Cantor weighed in on the growing Occupy Wall Street movement in a speech to the social conservatives at the 2011 Values Voter Summit in Washington.

“I for one am increasingly concerned about the growing mobs occupying Wall Street and the other cities across the country,” he said.

Uh, excuse me? White House Press Secretary Jay Carney said in the briefing today.

“I sense a little hypocrisy unbound here–what we’re seeing on the streets of New York is a an expression of democracy,” Cantor said. “I think I remember how Mr. cantor described protests of the tea party–I can’t understand how one man’s mob is another man’s democracy.”

Cantor, of course, was an ardent supporter of the tea party, praising its protests and rabble-rousing.

But Carney’s view of Cantor’s attack on the idea of protest movement is not the only hypocritical-sounding thing Cantor said when addressing Occupy Wall Street at VVS.

“Believe it or not, some in this town have actually condoned the pitting of Americans against Americans,” Cantor said after he condemned the protests as mobs.
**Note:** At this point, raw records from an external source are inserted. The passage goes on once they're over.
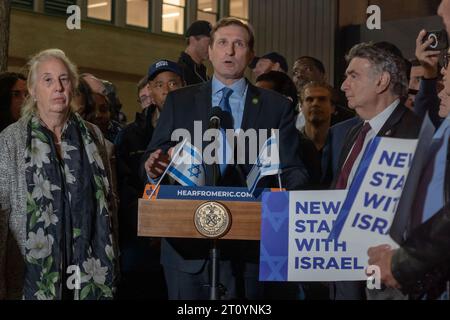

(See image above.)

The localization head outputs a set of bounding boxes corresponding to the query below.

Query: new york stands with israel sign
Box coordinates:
[260,138,417,281]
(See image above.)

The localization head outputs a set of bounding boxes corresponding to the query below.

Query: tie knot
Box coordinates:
[222,87,233,99]
[360,122,372,136]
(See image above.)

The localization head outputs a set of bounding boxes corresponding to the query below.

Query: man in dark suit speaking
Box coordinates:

That comment appeared to pick up on the “class warfare” meme Republicans are using to attack President Obama’s jobs bill.

Back in April, Cantor appeared on CNBC to decry the number of Americans who don’t pay income taxes due to their low incomes. And while talking about tax policy, he suggested it was time those poorer people paid up.

“[W]hen you see these special interest loopholes and deductions and the rest, we’ve got to get rid of those, sure, because we want to bring down the rates for everybody,” Cantor said. “But we also have a situation in this country where you’re nearing 50 percent of people who don’t even pay income taxes.”

The line is a common one among Republicans these days, and critics have seen it as an attack on the poor by leaders of the GOP. Or, to put it another way, those critics see it as pitting one group of Americans (the poor) against another (the rich).